There are at least 60 different types of lymphoma.
MedlinePlus: Does medical research have a role to play in health care reform efforts by Congress?
Specter: In 1970, President Nixon declared war on cancer. Had that war been prosecuted with the same diligence as other wars, my former chief of staff, Carey Lackman, a beautiful lady of 48, would not have died of breast cancer. One of my very best friends, a distinguished federal judge, Chief Judge Edward R. Becker, would not have died of prostate cancer. All of us know people who have been stricken by cancer or other maladies.
This is the time to seize the scientific opportunities that lie before us, and to ensure that all avenues of research toward cures—including stem cell research—are open for investigation.
MedlinePlus: What were your first thoughts when you were told you had Hodgkin's? How did this compare to when you learned that it was back?
Specter: It was a tremendous shock. I wondered if I would survive, if I'd be able to do my job. I immediately told my constituents, and I tried to be upbeat. I said that I'd beaten two brain tumors, a double bypass surgery, a lot of tough political opponents, and I was going to beat this, too.
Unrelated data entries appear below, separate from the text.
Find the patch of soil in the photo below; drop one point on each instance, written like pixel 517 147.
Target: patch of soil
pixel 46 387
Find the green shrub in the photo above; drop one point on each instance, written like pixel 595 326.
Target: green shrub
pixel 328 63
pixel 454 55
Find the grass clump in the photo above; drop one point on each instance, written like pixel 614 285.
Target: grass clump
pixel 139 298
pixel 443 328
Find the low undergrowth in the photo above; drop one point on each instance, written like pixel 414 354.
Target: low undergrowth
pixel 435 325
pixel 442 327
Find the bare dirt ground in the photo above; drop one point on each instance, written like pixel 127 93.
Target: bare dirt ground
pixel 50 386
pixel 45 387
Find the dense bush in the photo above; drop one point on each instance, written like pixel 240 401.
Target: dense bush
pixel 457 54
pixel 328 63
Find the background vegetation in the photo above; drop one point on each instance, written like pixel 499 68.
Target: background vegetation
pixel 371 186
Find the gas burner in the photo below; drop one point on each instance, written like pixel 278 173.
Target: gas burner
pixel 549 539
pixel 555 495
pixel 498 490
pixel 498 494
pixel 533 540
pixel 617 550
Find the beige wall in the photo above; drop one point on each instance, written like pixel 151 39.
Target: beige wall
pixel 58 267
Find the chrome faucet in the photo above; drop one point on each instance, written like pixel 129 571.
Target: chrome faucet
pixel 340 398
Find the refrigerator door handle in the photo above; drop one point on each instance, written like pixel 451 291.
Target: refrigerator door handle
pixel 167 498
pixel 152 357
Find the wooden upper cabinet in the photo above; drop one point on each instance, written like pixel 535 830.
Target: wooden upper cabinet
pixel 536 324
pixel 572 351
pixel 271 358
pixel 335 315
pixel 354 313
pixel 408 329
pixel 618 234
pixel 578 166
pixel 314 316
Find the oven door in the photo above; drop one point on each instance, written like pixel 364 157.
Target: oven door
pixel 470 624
The second time I was surprised by the PET scan findings because I had been feeling so good, maintaining a rigorous Senate schedule, and playing my daily squash game. I chose to consider it just another bump on the road to a successful recovery from Hodgkin's, from which I'd been symptom free for three years—and I have good shock absorbers.
It was very, very tough. Chemotherapy is a very debilitating formula, but I just made up my mind. I had to drag myself out of bed and go to work.
MedlinePlus: You have a terrific new book out, Never Give In: Battling Cancer in the Senate. What is your advice to others diagnosed with serious illness?
Specter: I wrote the book because I want people to know that they can fight serious illness. There are some limits as to what people can do physically, but when it comes to determination, to a mind-set, I think a lot can be done if you just are determined to do it. Mental attitude is critical. Having said that, the practical advice I would give is to:
- acknowledge your illness and move on
- organize and focus your psychological strength to face your medical issue
- as much as possible, maintain regular work and exercise
- supplement your doctor's advice by learning as much as you can about your medical condition
- listen to your body
- keep busy and never give in!
MedlinePlus: Do you have any other thoughts for our readers?
Specter: Doctor's orders prohibit me from shaking hands while my immune system is down. It's kind of tough for a guy in my line of work not to shake hands so I do the elbow-bump so that I don't violate doctor's orders. It keeps me away from something possibly contagious. It's not quite the same as shaking hands, but people understand. Now I find there's more interest in my hairdo than in my public policy. For example, I get letters saying I ought to wear a wig. I have people saying I ought to shave my head and become a sex symbol, but I don't do that for two reasons: one, my wife objects, and secondly, I'm not qualified.